Yesterday I attended a forum on UK housing and commercial property. Apart from the useful information on legal service, survey and interior design, some economic thoughts may be worth sharing (some is my “brainstorm” idea, though):
- While people have recognized the lack of finance (lending to developers and household) is weighing on the housing market, when it comes to forecast on capital value change, it is difficult to explicitly incorporate in the model the risk of deleveraging in the banks and household sector. To be fair, the issue might be partially addressed in the forecast of other economic variables (eg GDP, employment, income) which are affected by deleverage. However, given the property market is significantly affected by money supply and balance sheet leverage, I am very keen to see how this issue is properly addressed in forecasting.
- Property agents have comprehensive data on buyer composition region by region and it shows a high degree of herding in international buyer groups – eg 80% buyers in the Canary Wharf area are Chinese. While herding may provide certain benefits like community support, it is astonishing to see the high level of concentration, which is apparently a sign of information asymmetry between (international) property buyers and domestic developers/sellers. As it is quite easy for property agents to compute, eg ratio of number of international buyers to domestic buyers, it would be interesting to see its relation with property value region by region. I suspect, the higher the ratio, which might be a proxy of information asymmetry, the higher the risk for the properties being overvalued. (And of course, agents would not use “overvalued” on any of the areas they cover – “high value” is their geek word.)

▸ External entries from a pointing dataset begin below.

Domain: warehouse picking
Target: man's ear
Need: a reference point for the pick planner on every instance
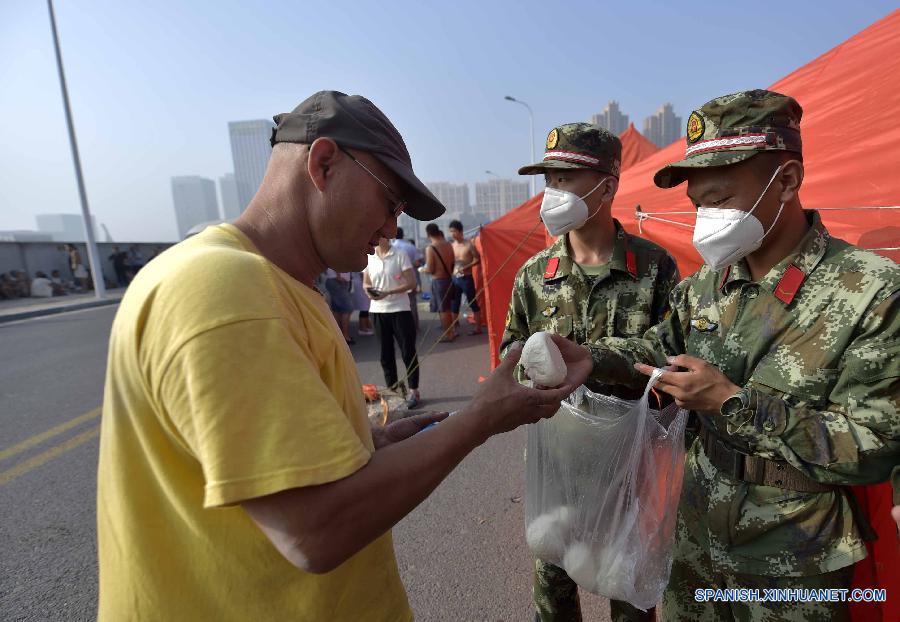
(323, 154)
(609, 189)
(791, 178)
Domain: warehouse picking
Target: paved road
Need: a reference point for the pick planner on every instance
(461, 553)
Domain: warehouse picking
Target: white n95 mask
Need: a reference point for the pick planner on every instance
(723, 236)
(562, 211)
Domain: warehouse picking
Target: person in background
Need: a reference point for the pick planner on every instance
(438, 259)
(21, 283)
(466, 257)
(56, 278)
(417, 259)
(43, 287)
(337, 284)
(387, 279)
(361, 302)
(8, 289)
(118, 258)
(135, 260)
(79, 272)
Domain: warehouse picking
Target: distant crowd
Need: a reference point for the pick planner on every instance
(126, 264)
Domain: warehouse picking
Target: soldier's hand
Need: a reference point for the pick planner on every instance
(700, 386)
(579, 363)
(502, 404)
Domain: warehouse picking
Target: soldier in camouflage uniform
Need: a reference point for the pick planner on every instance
(566, 290)
(790, 360)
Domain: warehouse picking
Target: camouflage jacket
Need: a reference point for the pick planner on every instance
(820, 361)
(552, 293)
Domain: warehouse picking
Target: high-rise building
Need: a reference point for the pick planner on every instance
(664, 127)
(455, 197)
(231, 204)
(611, 118)
(64, 227)
(496, 197)
(250, 151)
(195, 202)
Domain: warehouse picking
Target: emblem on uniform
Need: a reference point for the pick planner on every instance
(704, 325)
(696, 127)
(552, 138)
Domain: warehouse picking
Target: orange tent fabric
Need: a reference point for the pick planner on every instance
(499, 239)
(505, 244)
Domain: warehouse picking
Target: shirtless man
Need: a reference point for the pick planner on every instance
(466, 258)
(438, 259)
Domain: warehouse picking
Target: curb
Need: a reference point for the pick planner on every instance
(24, 315)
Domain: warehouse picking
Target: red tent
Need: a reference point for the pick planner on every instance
(849, 150)
(508, 242)
(635, 147)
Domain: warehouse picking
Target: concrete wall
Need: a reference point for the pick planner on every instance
(49, 256)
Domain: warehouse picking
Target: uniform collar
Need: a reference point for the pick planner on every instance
(804, 258)
(618, 261)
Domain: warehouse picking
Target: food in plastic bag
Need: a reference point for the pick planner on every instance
(546, 534)
(603, 482)
(580, 565)
(543, 361)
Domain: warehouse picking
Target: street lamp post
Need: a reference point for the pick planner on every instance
(530, 135)
(93, 255)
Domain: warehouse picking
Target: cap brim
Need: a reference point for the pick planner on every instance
(673, 174)
(420, 203)
(539, 168)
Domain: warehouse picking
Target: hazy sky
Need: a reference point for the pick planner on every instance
(154, 84)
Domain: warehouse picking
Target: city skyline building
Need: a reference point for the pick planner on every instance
(495, 197)
(455, 197)
(250, 152)
(611, 118)
(663, 127)
(228, 196)
(195, 202)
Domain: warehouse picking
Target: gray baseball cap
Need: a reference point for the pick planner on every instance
(353, 122)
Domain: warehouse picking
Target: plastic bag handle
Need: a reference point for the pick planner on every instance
(654, 378)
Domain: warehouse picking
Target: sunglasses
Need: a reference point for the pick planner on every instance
(399, 204)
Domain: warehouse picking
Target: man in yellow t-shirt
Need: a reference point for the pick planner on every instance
(239, 478)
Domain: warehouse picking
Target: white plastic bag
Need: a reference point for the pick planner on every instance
(603, 481)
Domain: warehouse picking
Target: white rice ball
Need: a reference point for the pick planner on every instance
(579, 564)
(542, 360)
(544, 537)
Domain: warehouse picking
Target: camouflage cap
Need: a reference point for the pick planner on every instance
(579, 145)
(734, 128)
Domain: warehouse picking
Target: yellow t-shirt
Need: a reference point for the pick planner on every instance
(227, 380)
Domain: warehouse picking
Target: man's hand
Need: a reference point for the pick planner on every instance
(404, 428)
(701, 387)
(502, 404)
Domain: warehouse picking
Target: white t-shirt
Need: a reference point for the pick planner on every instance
(41, 288)
(409, 248)
(387, 273)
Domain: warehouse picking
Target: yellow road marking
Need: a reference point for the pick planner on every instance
(28, 443)
(42, 458)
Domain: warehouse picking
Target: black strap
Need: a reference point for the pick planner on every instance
(755, 469)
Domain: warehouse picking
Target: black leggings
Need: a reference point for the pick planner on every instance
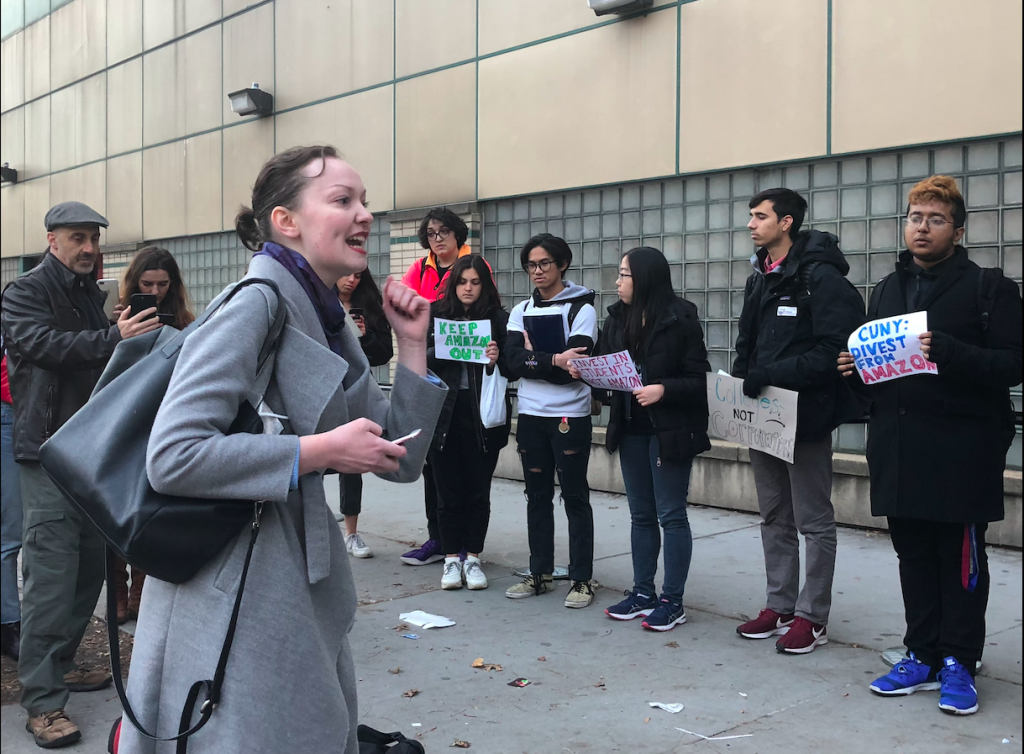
(462, 474)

- While it is assumed that property offers returns between bond and equity as its risk is between the two assets, the history tells us it is not necessary so. While 70s has seen property’s 10-year rolling return outperform both equity and bond (as the latter were quite dull in that period), 80s saw a significant reversal with property underperform. The period of great moderation since early 90s even made property investment return lagging behind that of government bond due to continued yield tightening. Start from here where yield is already at historical low level, who knows which assets which outperform in the next decade? Two things should be certain, a) low rental yield is not a good starting point of property investment and b) herding in developers which leads to over supply has a significant knock-down effect on rents which are otherwise quite stable.